By Camelia Nathaniel

Patali Champika Ranawaka, Bandula Chandrasekara, Dr Tilak Siyambalapitiya, Kanchana Siriwardena and Dr Narendra de Silva

High electricity prices have truly become a two-prong hit, affecting not only consumers but also our economy through their impact on business and industry.

The Ceylon Electricity Board (CEB) has failed in keeping their targets of generating power through alternative sources such as coal power; they keep taxing the poor consumer in order to cover up their failures. The Minister of Power and Energy has repeatedly stated that the second stage of the Norochcholai Coal Power Station, which was to be commissioned last October, would definitely be commissioned this December. However, let alone commissioning the second stage, even the first stage of 300MW cannot be derived from this trouble ridden coal power station.

For this year, the CEB planned for 2800 GWH of hydro power, and, now, they have generated over 6000 GWH of hydro power due to the abundance of water in the catchment areas.

Out of the total power generation, 51% of the power requirement was obtained through hydro power, while coal power only contributed 1464 GWH which is only 12% of the total power generation. However, the CEB expected to get 16% of the total power generation through the first phase of Norochcholai and nearly 4% from the second stage. Since the second stage of Norochcholai could not be commissioned in December, as expected, they could not get the anticipated 20%.

Due to the unexpected hydro potential, however, this year’s profit increased to Rs 21 billion. The loss to the CEB was recorded as Rs 6.2 billion in the first phase and the second stage Rs 3.5 billion, amounting to a total of Rs 9.7 billion, due to the failure of Norochcholai alone.

If Norochcholai had performed as anticipated, the CEB would have recorded a profit of around Rs 30 billion this year. However, the CEB still made a profit of Rs 21 billion due to the favourable hydro potential and the hike in electricity tariffs.

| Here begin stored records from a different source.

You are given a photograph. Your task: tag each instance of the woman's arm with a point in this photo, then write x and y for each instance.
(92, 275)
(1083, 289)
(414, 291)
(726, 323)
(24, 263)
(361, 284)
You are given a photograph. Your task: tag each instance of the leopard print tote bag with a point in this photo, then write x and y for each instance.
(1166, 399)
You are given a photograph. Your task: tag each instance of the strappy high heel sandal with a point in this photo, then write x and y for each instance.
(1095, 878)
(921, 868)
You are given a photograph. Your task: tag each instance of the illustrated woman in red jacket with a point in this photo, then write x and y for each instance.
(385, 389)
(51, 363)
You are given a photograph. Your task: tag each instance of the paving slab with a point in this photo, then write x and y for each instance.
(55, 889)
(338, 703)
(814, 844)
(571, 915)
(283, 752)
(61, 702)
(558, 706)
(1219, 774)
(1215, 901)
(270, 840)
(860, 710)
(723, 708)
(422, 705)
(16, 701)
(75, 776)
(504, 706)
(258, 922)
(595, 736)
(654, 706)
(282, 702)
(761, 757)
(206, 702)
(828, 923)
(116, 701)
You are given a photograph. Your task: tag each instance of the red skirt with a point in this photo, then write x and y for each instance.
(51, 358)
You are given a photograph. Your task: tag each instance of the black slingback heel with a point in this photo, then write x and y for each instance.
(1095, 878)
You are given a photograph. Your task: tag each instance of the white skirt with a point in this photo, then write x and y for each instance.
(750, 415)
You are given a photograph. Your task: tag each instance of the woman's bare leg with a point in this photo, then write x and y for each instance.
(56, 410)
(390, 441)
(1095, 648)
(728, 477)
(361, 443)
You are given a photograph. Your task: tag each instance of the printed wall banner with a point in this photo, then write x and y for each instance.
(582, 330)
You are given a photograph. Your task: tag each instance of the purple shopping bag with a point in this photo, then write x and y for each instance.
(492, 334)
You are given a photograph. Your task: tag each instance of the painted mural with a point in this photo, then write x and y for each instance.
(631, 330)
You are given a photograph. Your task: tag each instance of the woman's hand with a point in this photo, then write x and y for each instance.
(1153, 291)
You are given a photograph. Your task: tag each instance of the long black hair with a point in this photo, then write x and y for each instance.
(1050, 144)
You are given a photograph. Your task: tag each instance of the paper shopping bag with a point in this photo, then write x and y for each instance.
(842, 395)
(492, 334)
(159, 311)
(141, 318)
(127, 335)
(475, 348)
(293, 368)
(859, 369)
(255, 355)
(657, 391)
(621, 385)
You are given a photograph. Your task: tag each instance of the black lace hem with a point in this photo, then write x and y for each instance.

The question that arises in the minds of many is – in order to cover up the failures, inefficiencies and corruption within the CEB – whether it is fair to keep taxing the poor consumer by piling on to the tariff burden?

When the fuel adjustment charge was introduced, the minister in charge assured the consumer that once hydro power potential had increased, and the drought had eased, this tariff would be removed.

However, throughout 2013, even while having generated over 50% of the power requirement through hydro power, the CEB has absconded from its promise to remove the tariff.

Recently, the Electrical Engineering Society (EESoc), the social arm of the Department of Electrical Engineering at the University of Moratuwa, organised its annual panel discussion on the topic “Towards a Rational Consumer Tariff” with the participation of an eminent panel of professionals. Several eminent persons in the power sector expressed their views on the electricity tariff structure and its shortcomings.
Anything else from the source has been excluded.